Dunbar, David and Brad Reagan, eds. Debunking 9/11 myths: Why conspiracy theories can't stand up to the facts. New York: Hearst, 2006. 170pp.

This is one of those books that I picked up a the train station cheap remaindered books kiosk. I do that every once in a while, find a quick read for a long train ride. And this short book is certainly a short and involving read. It's an expansion of a long article in Popular Mechanics a few years ago which took at a bunch of different 9/11 conspiracy theories,, looked at the facts from a science and engineering perspective and decided if the theory had any real basis. Guess what? None of them did.

This may be a quick read, but it's still a very important one. There's a lot of stupid stuff on the Web, a lot of it pet theories about what really happened in New York, Washington and Pennsylvania. This book will, I hope, start the process of setting at least some of them straight.

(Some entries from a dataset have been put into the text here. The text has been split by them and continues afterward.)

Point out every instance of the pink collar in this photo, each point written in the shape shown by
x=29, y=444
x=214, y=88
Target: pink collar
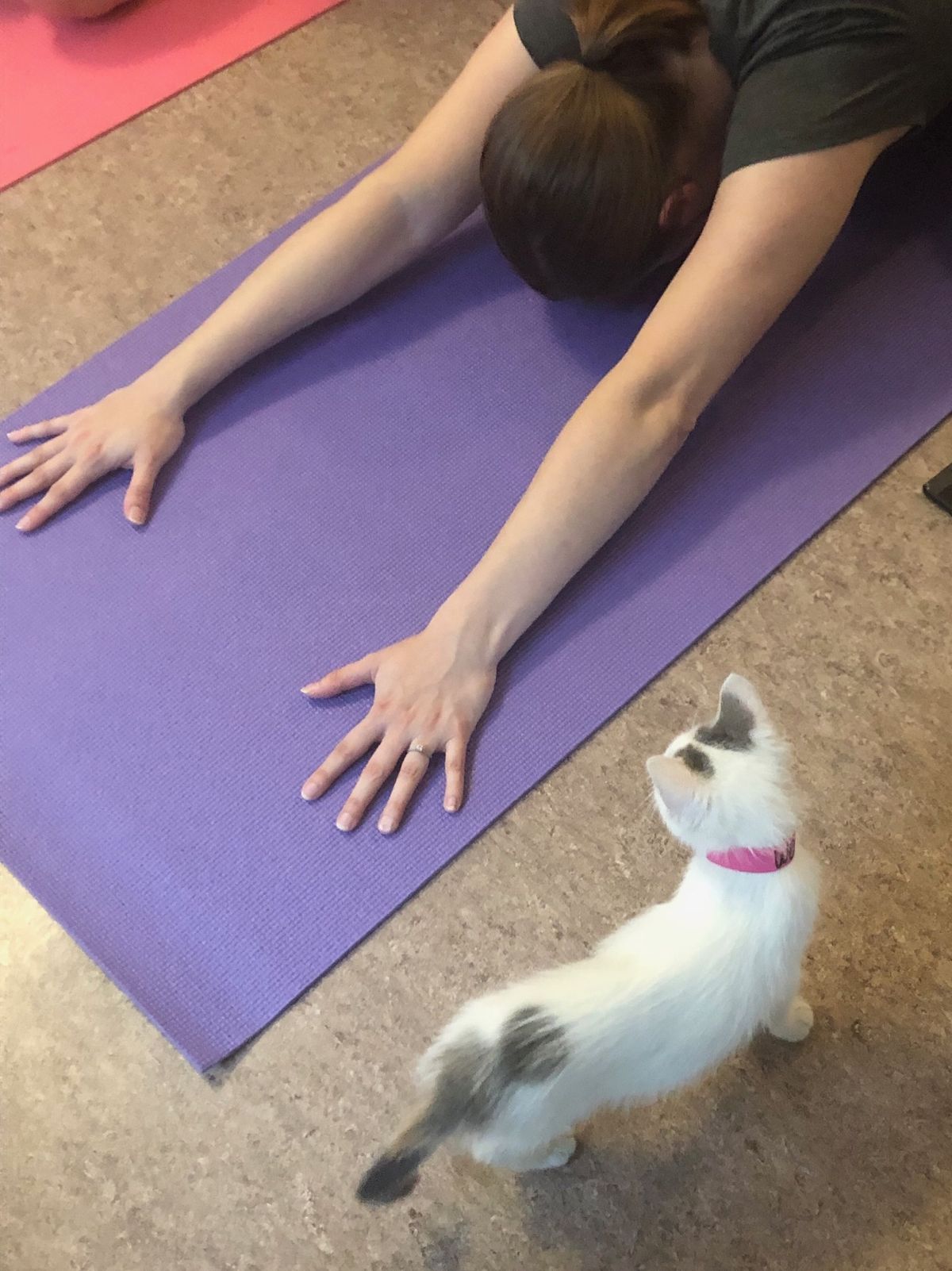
x=755, y=859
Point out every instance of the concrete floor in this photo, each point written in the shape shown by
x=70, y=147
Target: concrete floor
x=838, y=1156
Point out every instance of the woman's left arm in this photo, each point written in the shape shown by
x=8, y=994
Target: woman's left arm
x=770, y=228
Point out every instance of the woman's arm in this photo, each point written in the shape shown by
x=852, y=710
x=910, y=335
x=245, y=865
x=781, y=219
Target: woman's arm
x=768, y=230
x=422, y=192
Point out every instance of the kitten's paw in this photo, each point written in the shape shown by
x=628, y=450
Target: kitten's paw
x=559, y=1153
x=795, y=1025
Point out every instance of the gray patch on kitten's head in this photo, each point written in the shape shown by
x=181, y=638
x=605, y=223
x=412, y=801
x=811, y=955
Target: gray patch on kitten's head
x=533, y=1046
x=734, y=728
x=697, y=760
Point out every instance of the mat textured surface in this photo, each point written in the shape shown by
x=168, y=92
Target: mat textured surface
x=63, y=83
x=831, y=1157
x=153, y=735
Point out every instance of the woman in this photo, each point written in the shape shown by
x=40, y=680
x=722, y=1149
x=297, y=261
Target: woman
x=604, y=143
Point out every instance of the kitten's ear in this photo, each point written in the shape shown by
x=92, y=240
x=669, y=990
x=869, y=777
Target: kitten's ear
x=739, y=712
x=677, y=785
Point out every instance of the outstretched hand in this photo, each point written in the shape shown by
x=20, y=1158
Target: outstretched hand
x=428, y=694
x=129, y=428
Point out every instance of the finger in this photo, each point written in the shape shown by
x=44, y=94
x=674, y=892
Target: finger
x=25, y=464
x=65, y=490
x=411, y=774
x=354, y=747
x=344, y=679
x=32, y=431
x=145, y=469
x=41, y=478
x=382, y=763
x=455, y=773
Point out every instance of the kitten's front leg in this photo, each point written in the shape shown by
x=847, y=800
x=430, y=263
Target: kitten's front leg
x=793, y=1022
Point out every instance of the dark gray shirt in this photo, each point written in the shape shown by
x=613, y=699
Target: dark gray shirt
x=808, y=74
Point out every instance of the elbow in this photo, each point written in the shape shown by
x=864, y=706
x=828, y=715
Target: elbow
x=662, y=420
x=662, y=413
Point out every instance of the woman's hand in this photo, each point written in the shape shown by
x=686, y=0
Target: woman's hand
x=134, y=428
x=428, y=693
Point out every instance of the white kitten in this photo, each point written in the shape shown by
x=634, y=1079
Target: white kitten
x=667, y=996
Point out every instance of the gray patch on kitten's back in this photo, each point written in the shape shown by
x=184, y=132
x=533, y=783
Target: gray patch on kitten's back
x=466, y=1091
x=697, y=760
x=731, y=730
x=533, y=1046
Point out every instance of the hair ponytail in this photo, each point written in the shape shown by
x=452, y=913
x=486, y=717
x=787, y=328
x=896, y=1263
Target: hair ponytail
x=578, y=162
x=623, y=36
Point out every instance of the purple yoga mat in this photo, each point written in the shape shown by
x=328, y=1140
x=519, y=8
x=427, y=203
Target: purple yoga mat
x=153, y=739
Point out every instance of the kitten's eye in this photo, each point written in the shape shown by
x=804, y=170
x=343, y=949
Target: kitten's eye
x=697, y=760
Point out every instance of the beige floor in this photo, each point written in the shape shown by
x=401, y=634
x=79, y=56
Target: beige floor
x=116, y=1156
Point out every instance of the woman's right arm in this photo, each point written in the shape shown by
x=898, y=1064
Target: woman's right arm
x=399, y=210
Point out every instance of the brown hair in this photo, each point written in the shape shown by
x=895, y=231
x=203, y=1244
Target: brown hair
x=578, y=162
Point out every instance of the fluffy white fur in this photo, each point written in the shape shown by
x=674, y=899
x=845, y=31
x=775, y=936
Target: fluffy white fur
x=678, y=988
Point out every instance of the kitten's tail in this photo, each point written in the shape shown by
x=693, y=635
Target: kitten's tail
x=456, y=1098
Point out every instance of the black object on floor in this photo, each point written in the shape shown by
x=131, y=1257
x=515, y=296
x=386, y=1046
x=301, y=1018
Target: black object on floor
x=939, y=488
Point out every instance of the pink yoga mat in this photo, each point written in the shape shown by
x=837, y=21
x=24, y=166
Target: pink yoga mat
x=65, y=83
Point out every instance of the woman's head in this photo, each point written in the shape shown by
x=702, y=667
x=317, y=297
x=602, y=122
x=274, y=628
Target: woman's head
x=580, y=173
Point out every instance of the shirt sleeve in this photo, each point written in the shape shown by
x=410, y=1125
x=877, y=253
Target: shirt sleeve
x=820, y=98
x=547, y=31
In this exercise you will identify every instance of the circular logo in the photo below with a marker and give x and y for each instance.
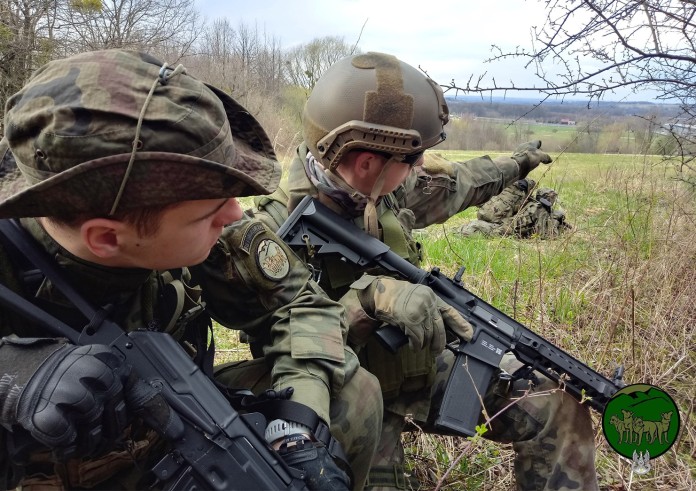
(272, 260)
(641, 422)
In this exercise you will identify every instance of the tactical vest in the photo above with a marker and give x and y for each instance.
(332, 274)
(409, 370)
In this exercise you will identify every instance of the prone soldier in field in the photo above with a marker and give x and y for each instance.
(367, 123)
(132, 169)
(519, 212)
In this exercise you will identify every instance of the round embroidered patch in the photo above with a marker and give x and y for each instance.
(272, 260)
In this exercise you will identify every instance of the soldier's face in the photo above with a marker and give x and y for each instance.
(186, 234)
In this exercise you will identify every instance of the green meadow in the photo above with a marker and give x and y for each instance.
(617, 289)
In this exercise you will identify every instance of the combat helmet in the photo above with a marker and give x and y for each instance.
(376, 102)
(118, 130)
(546, 196)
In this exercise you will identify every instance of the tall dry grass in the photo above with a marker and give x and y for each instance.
(620, 288)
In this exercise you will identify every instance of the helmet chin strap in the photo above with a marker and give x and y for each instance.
(370, 213)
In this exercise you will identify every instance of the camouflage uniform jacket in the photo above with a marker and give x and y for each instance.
(503, 206)
(430, 194)
(250, 281)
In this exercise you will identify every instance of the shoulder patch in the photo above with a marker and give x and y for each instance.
(272, 260)
(250, 234)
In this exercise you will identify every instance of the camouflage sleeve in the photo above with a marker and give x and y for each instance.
(440, 188)
(253, 282)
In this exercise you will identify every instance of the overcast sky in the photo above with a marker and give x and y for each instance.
(449, 39)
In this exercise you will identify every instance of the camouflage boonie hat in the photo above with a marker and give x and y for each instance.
(73, 132)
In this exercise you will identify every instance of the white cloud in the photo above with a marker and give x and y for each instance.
(450, 39)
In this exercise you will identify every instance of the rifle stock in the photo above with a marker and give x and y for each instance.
(495, 333)
(216, 448)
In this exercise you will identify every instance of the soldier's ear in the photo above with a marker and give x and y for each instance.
(101, 236)
(366, 163)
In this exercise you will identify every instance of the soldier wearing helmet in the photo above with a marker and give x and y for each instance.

What are some of the myths that are debunked? That not enough damage was caused to the buildings to cause them to collapse. That puffs of dust visible while the buildings were collapsing were the results of planned explosions. That nearby seismographs detected those planned explosions. That WTC 7's collapse was also the result of a controlled demolition. That the Pentagon's blast-proof windows could not have survived a real crash. That Flight 93 was shot down by jet fighters. Well, the list goes on.

And on that topic, in my opinion, are the myths effectively debunked? They certainly are. Some of them are so loopy that it's hard to even believe that some people out there give them any credence at all.

I would recommend this book without hesitation for all public, school and academic libraries.